Department of Microbiology and Department of Genetics, University of Groningen, Kerklaan 30, 9751 NN Haren, The Netherlands.
Appl Environ Microbiol. 1987 Apr;53(4):853-9. doi: 10.1128/aem.53.4.853-859.1987.
Two components of the proteolytic system, proteins A and B (J. Hugenholtz, F. Exterkate, and W. N. Konings, Appl. Environ. Microbiol. 48:1105-1110, 1984), have been studied in Streptococcus cremoris Wg2 by immunological methods. The components could not be separated by standard chromatography techniques because both proteins had almost identical molecular weights (about 140,000) and isoelectric points (pH 4.5). Specific antibodies were raised against proteins A and B by excision of the different immunoprecipitates from crossed immunoelectrophoresis gels. With these antibodies, protein A or B was removed from solutions containing both proteins. The purified proteins A and B possessed proteolytic activity and were inhibited by the serine protease inhibitor phenylmethylsulfonyl fluoride. Each of these proteins accounted for approximately 50% of the total proteolytic activity isolated from S. cremoris Wg2. The specific antibodies against the proteases were also used for immuno-gold labeling studies. The proteases were clearly seen to be located at the outside of the cell wall. The proteases had the same location when the genetic information coding for the proteases was cloned in Streptococcus lactis and Bacillus subtilis.
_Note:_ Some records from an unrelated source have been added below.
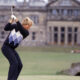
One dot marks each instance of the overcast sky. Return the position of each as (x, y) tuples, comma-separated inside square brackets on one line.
[(27, 0)]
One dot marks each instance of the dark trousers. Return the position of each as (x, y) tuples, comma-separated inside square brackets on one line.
[(14, 60)]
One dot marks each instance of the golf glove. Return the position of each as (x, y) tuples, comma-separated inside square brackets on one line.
[(13, 17)]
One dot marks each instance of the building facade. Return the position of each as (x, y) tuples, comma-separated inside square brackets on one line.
[(56, 23)]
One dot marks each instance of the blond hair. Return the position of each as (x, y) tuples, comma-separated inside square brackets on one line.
[(27, 21)]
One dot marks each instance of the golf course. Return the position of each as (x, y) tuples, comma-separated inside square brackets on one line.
[(43, 63)]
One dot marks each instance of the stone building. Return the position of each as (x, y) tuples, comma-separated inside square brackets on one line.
[(55, 23)]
两种蛋白水解系统成分,蛋白 A 和蛋白 B(J. Hugenholtz,F. Exterkate 和 W. N. Konings,应用环境微生物学 48:1105-1110,1984 年),已经通过免疫学方法在乳链球菌 Wg2 中进行了研究。由于这两种蛋白质的分子量(约 140000)和等电点(pH4.5)几乎相同,因此无法通过标准色谱技术将它们分离。通过从交叉免疫电泳凝胶中切出不同的免疫沉淀,针对蛋白 A 和蛋白 B 产生了特异性抗体。使用这些抗体,可以从含有两种蛋白质的溶液中去除蛋白 A 或蛋白 B。纯化的蛋白 A 和 B 具有蛋白水解活性,并被丝氨酸蛋白酶抑制剂苯甲基磺酰氟抑制。从乳链球菌 Wg2 中分离的总蛋白水解活性中,这两种蛋白质各占约 50%。针对蛋白酶的特异性抗体也用于免疫金标记研究。当蛋白酶的遗传信息在乳链球菌和枯草芽孢杆菌中被克隆时,可以清楚地看到蛋白酶位于细胞壁的外部。